It was now time for the gamble I had resolved on. I remembered
that morning in the Tolbooth, and how the madness had passed, leaving
him a simple soul. I unstrapped the belt, and cut the cords about his
legs.
"Do you feel better now, Mr. Gib?" I asked, as if it were the most
ordinary question in the world.
He sat up and rubbed his eyes. "Was it a dwam?" he inquired. "I get
them whiles."
"It was a dwam, but I think it has passed."

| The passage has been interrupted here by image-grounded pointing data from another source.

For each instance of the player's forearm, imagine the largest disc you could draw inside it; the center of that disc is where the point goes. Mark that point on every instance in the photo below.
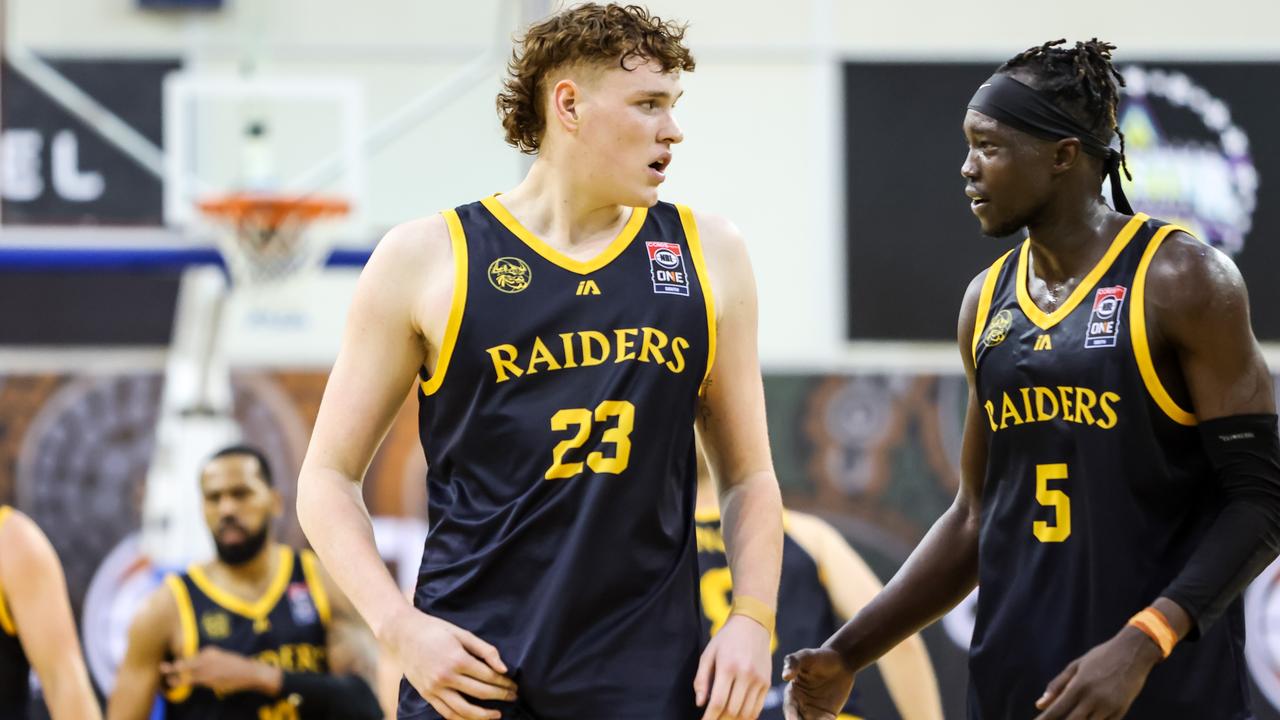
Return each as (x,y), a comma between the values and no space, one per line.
(334,518)
(68,695)
(752,524)
(912,682)
(938,574)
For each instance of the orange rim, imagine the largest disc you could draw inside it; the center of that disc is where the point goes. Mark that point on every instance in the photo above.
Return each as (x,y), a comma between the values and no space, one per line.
(273,210)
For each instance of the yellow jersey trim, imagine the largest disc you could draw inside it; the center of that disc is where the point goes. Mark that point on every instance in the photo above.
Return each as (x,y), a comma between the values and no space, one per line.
(1046,320)
(556,256)
(315,583)
(1138,333)
(988,290)
(704,281)
(259,609)
(458,240)
(7,623)
(707,515)
(190,637)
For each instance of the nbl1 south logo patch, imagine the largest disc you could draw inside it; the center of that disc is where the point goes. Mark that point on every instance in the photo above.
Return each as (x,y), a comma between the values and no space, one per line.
(1105,319)
(667,268)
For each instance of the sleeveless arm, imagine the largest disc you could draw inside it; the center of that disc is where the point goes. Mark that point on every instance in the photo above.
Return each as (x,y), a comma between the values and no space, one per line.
(731,420)
(408,276)
(36,593)
(137,679)
(1201,310)
(944,568)
(851,584)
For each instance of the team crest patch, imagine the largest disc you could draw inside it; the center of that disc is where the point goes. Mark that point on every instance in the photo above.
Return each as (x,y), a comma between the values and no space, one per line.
(510,274)
(1105,319)
(667,268)
(216,624)
(301,606)
(999,328)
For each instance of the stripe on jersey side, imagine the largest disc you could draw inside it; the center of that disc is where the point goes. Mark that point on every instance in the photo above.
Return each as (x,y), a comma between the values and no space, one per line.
(1138,335)
(458,241)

He still rubbed his eyes, and peered about him, like a big collie dog
that has lost its master.
"Who is it that speirs?" he said. "I ken the voice, but I havena heard
it this long time."
"One who is well acquaint with Borrowstoneness and the links of Forth,"
said I.
I spoke in the accent of his own country-side, and it must have woke
some dim chord in his memory, I made haste to strike while the iron was
hot.
"There was a woman at Cramond..." I began.
He got to his feet and looked me in the face. "Ay, there was," he said,
with an odd note in his voice. "What about her?" I could see that his
hand was shaking.
"I think her name was Alison Steel."
"What ken ye of Alison Steel?" he asked fiercely. "Quick, man, what
word have ye frae Alison?"
"You sent me with a letter to her.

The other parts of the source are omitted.